In this notebook i will test the CatBoost classificator on our data.

## Installation:


1.   `pip install numpy six catboost`

2.   For Visualization: `pip install ipywidgets` and `jupyter nbextension enable --py widgetsnbextension`



More details [here](https://catboost.ai/docs/concepts/python-installation.html#python-installation)

In [1]:
!pip install catboost
import numpy as np
import pandas as pd
from catboost import CatBoostClassifier, Pool
from sklearn import metrics



## Data Import & Preprocessing
Download our custom Dataset splits and the unlabeled Test Set:

In [0]:
!wget -nc -q --show-progress https://www.dropbox.com/s/6m8iq9ogpzmu7vx/train_new.csv?dl=1 -O train_new.csv
!wget -nc -q --show-progress https://www.dropbox.com/s/tjpkc45oqn3uv8s/val_new.csv?dl=1 -O val_new.csv

Import data:

In [3]:

df_train_original = pd.read_csv("train_new.csv", sep="|")
df_val_original = pd.read_csv("val_new.csv", sep="|")
df_train_original.head(2)

Unnamed: 0,trustLevel,totalScanTimeInSeconds,grandTotal,lineItemVoids,scansWithoutRegistration,quantityModifications,scannedLineItemsPerSecond,valuePerSecond,lineItemVoidsPerPosition,fraud
0,4,828,66.56,7,4,3,0.007246,0.080386,1.166667,0
1,1,1612,31.34,2,4,3,0.008685,0.019442,0.142857,0


Feature Engineering:

In [4]:
def prepareData(df):
  df = df.copy()
  df['totalLineItems'] = (df['scannedLineItemsPerSecond'] * df['totalScanTimeInSeconds']).astype(np.int) # number of scanned products
  df['trustLevel'] = df.trustLevel.astype('category') # needed for automatic detection of categorical features later
  df['fraud'] = df.fraud.astype('category') # needed for automatic detection of categorical features later

  return df

df_train = prepareData(df_train_original)
df_val = prepareData(df_val_original)

df_train.head()

Unnamed: 0,trustLevel,totalScanTimeInSeconds,grandTotal,lineItemVoids,scansWithoutRegistration,quantityModifications,scannedLineItemsPerSecond,valuePerSecond,lineItemVoidsPerPosition,fraud,totalLineItems
0,4,828,66.56,7,4,3,0.007246,0.080386,1.166667,0,5
1,1,1612,31.34,2,4,3,0.008685,0.019442,0.142857,0,13
2,3,848,52.37,2,4,0,0.022406,0.061757,0.105263,0,19
3,1,321,76.03,8,7,2,0.071651,0.236854,0.347826,0,22
4,1,660,6.06,3,7,1,0.027273,0.009182,0.166667,0,18


## Using CatBoost
[Documentation](https://catboost.ai/docs/concepts/python-quickstart.html)


### Read Data
[Pool](https://catboost.ai/docs/concepts/python-reference_pool.html#python-reference_pool)


In [0]:
train_pool = Pool(df_train.drop('fraud', axis=1), df_train['fraud'])
validation_pool = Pool(df_val.drop('fraud', axis=1), label=df_val['fraud'])

### Train
[Classifier Parameters](https://catboost.ai/docs/concepts/python-reference_parameters-list.html#python-reference_parameters-list), [loss functions](https://catboost.ai/docs/concepts/loss-functions-classification.html), [fit](https://catboost.ai/docs/concepts/python-reference_catboostclassifier_fit.html)
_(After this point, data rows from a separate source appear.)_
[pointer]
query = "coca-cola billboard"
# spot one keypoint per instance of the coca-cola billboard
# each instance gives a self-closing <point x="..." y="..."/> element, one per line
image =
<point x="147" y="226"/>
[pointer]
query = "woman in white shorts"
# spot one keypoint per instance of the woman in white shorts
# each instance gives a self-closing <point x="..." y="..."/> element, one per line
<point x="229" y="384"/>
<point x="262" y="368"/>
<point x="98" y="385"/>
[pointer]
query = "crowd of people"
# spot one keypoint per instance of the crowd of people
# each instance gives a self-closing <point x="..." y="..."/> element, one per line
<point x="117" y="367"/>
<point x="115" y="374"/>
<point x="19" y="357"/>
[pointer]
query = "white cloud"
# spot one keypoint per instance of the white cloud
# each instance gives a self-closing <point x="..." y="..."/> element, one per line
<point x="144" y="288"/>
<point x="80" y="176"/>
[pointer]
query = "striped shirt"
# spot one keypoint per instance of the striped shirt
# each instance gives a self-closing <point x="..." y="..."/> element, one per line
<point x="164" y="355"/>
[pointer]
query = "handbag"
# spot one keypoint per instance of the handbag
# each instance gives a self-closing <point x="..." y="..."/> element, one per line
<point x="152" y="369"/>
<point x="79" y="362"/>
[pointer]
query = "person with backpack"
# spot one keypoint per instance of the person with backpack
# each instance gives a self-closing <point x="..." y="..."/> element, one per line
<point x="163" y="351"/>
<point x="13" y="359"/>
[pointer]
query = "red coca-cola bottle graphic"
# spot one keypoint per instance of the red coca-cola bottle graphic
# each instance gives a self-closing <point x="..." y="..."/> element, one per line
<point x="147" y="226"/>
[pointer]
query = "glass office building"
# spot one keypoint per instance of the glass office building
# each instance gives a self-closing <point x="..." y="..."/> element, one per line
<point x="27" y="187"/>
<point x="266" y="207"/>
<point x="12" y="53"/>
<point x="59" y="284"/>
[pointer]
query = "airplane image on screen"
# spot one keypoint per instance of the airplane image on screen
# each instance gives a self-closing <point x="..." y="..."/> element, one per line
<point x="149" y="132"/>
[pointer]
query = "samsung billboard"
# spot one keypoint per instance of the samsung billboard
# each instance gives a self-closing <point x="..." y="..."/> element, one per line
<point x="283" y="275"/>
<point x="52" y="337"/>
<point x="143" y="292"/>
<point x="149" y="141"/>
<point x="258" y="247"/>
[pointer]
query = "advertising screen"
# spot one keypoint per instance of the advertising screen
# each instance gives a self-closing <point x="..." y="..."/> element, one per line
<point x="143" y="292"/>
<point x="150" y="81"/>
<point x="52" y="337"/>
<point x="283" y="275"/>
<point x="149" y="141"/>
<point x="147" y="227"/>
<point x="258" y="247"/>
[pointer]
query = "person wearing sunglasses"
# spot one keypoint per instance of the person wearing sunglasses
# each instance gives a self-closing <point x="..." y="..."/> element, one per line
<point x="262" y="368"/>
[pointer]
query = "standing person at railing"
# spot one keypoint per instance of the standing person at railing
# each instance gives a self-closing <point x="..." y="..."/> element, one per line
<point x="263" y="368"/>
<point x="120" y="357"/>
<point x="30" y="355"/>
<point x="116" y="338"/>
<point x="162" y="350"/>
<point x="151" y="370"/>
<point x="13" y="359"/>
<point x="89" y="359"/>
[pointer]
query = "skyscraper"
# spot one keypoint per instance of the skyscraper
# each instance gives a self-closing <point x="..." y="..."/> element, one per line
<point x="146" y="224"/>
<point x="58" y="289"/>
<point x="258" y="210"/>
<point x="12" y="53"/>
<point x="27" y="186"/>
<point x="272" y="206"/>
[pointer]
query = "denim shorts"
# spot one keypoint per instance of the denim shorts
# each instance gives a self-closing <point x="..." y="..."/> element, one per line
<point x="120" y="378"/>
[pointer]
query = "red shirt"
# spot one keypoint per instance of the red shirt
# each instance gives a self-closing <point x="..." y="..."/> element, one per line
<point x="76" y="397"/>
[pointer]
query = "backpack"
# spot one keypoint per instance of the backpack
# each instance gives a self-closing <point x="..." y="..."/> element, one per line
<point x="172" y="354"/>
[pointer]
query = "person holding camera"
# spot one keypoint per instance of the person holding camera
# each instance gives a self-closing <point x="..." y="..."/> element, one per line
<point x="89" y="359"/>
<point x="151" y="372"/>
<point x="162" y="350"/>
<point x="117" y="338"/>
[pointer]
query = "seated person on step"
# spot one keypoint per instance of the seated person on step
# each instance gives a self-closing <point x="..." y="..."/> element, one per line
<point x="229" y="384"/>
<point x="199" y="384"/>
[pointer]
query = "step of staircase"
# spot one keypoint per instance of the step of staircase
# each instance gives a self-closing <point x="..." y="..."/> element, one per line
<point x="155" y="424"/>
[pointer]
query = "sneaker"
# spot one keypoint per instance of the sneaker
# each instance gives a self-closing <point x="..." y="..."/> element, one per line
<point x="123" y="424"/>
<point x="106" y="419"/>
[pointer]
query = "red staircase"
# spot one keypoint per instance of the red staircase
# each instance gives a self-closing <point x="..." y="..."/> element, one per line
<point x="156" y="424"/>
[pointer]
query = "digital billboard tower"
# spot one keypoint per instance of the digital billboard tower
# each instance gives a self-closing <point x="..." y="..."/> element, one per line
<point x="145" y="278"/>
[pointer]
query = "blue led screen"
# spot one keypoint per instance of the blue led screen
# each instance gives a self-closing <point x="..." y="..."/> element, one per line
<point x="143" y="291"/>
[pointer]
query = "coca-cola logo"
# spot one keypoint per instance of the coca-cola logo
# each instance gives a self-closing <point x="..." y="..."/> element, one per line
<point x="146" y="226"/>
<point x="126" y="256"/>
**TODO**: [Custom metric](https://catboost.ai/docs/concepts/python-usages-examples.html#custom-loss-function-eval-metric)

In [6]:
model = CatBoostClassifier(iterations=70000, #1000000, # number of iterations, tested more but 70.000 is enough, early stopping does not work properly
                           depth=2,
                           learning_rate=1, #automatically detect
                           loss_function='Logloss',
                           early_stopping_rounds=10,
                           #one_hot_max_size=6,
                           verbose=10000) # print training accuracy every x iterations
# train the model
model.fit(train_pool) #, eval_set=validation_pool)
model.save_model("catbboostmodel.cbm")

0:	learn: 0.1466787	total: 67ms	remaining: 1h 18m 10s
10000:	learn: 0.0000589	total: 1m	remaining: 6m 3s
20000:	learn: 0.0000571	total: 1m 58s	remaining: 4m 56s
30000:	learn: 0.0000551	total: 2m 57s	remaining: 3m 56s
40000:	learn: 0.0000551	total: 3m 57s	remaining: 2m 57s
50000:	learn: 0.0000551	total: 4m 58s	remaining: 1m 59s
60000:	learn: 0.0000546	total: 5m 59s	remaining: 59.9s
69999:	learn: 0.0000546	total: 7m 1s	remaining: 0us


### Test

In [7]:
# make the prediction using the resulting model
#ypred = model.predict(validation_pool)
ypred_proba = model.predict_proba(validation_pool).T[1]

print(ypred_proba[0:5])

[4.44269916e-06 4.25368357e-12 9.95164769e-13 8.97002963e-07
 1.66799220e-13]


## Evaluation
### Convert class propabilites to binary classes
see [issue](https://github.com/CptK1ng/dmc2019/issues/9#issuecomment-485343221) for calculating threshold.

In [8]:
classification_treshold = 25/35

ypred = np.where(ypred_proba <= classification_treshold, 0, 1)

print(ypred[0:5])

[0 0 0 0 0]


### Calc DMC score

In [9]:
def score_function(y_true, y_pred):
  dmc = np.sum(metrics.confusion_matrix(y_true, y_pred)*np.array([[0, -25],[ -5, 5]])) #sklearn gives [[tn,fp],[fn,tp]]
  return (#0 if all(y_pred == 0) else metrics.fbeta_score(y_true, y_pred, beta=2),
          dmc, 
          dmc/len(y_pred), #comparable relative score, the higher the better.
          metrics.confusion_matrix(y_true, y_pred).tolist(),
          0 if all(y_pred == 0) else metrics.fbeta_score(y_true, y_pred, beta=0.5172))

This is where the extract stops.